Sebastian Sprenger
Inside Defense, 21 April 2011
A group of internal advisers to the 2010 Quadrennial Defense Review warned Pentagon leaders in the fall of 2009 that the Obama administration's major examination of national defense requirements was based on too-rosy economic assumptions, according to Defense Department sources.
Members of a "red team" presented the critique to Defense Secretary Robert Gates in a September 2009 report. Gates assembled the red team, led by then-U.S. Joint Forces Command chief Marine Corps Gen. James Mattis and Andrew Marshall, the director of the Office of Net Assessment, in the spring of 2009. The QDR report was made public in February 2010. Officials never released the red team's report.
The accounts of what one official called a "lack of fiscal reality" in the key defense review comes as President Obama mandated yet another self-examination of national security matters. "We need to not only eliminate waste and improve efficiency and effectiveness, but we're going to have to conduct a fundamental review of America's missions, capabilities, and our role in a changing world," Obama said in an April 13 speech in Washington. "I intend to work with Secretary Gates and the Joint Chiefs on this review, and I will make specific decisions about spending after it's complete."
Over the past years, Gates has fought with lawmakers over moves to save money throughout DOD, mainly aimed at improving efficiency throughout the defense bureaucracy. In his speech, Obama noted these recent efforts would yield savings of $400 billion in current and future defense spending, although some defense officials have privately questioned the figure.

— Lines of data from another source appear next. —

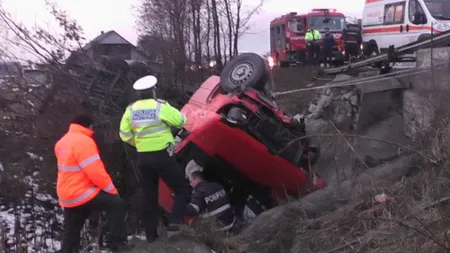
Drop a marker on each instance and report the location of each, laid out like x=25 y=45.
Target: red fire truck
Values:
x=287 y=33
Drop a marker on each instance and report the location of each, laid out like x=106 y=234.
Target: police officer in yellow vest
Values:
x=313 y=39
x=146 y=125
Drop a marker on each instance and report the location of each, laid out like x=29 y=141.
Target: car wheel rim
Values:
x=241 y=73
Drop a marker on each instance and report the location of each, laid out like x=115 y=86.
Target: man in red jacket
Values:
x=83 y=185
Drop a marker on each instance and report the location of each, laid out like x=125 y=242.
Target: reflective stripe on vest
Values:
x=80 y=198
x=126 y=134
x=216 y=212
x=79 y=167
x=109 y=187
x=145 y=117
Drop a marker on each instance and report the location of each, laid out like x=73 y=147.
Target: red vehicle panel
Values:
x=208 y=132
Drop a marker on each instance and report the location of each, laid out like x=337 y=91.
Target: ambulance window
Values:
x=394 y=13
x=414 y=8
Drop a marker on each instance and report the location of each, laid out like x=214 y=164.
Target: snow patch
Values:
x=34 y=156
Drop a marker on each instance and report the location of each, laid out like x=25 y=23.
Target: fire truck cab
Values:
x=287 y=33
x=399 y=22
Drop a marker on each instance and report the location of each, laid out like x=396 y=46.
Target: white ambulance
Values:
x=399 y=22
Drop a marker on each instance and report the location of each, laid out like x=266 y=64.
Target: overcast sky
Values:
x=119 y=15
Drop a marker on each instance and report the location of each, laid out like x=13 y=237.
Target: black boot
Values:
x=120 y=247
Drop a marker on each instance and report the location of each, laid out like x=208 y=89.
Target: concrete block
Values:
x=427 y=57
x=418 y=112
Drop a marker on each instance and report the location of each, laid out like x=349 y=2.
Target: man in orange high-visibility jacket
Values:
x=83 y=186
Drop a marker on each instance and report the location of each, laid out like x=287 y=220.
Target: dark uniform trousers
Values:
x=210 y=200
x=153 y=166
x=75 y=217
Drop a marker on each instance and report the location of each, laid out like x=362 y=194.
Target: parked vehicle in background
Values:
x=397 y=23
x=287 y=33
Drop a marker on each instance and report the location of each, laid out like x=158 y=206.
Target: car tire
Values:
x=245 y=71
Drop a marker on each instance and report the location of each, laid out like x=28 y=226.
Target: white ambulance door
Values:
x=394 y=29
x=415 y=26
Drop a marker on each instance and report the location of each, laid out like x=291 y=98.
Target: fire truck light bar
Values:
x=324 y=10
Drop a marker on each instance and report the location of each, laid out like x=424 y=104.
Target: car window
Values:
x=414 y=7
x=394 y=13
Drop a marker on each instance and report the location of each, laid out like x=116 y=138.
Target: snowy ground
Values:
x=34 y=224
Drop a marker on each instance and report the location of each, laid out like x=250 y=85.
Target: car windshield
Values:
x=439 y=9
x=334 y=23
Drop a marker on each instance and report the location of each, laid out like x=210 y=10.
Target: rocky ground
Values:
x=379 y=197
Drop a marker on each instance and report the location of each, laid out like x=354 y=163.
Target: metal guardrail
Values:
x=393 y=55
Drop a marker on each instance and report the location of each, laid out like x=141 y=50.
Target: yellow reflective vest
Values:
x=146 y=124
x=313 y=35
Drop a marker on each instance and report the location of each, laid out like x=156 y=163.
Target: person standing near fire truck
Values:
x=83 y=186
x=313 y=39
x=146 y=125
x=329 y=43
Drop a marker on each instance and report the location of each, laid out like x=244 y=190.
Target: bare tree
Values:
x=191 y=35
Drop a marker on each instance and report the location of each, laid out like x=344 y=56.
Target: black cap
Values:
x=82 y=119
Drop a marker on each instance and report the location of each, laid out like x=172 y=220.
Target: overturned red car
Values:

The notion that DOD should contribute more budget cuts to tackle the galloping national debt significantly raises the bar for future cuts, hinting at a potential enormity that sources said was not considered in the QDR. "The issue was raised whether the future security environment was, in fact, bad enough," an official told InsideDefense.com. "The language of the [red team] report suggests that the economic downturn would be more prolonged and with a higher magnitude than presupposed within previous assumptions, and that this could impact tighter limits on defense spending in the future," the official added.
"What does it say about the QDR that we need a new review," said another official. "What does it say about strategic planning that we have all kinds of scenarios but not one for no fiscal growth?"
The ratings agency Standard & Poor's this week said the U.S. debt level could threaten Washington's top-notch credit rating. "Because the U.S. has, relative to its 'AAA' peers, what we consider to be very large budget deficits and rising government indebtedness and the path to addressing these is not clear to us, we have revised our outlook on the long-term rating to negative from stable," S&P said in an April 18 statement.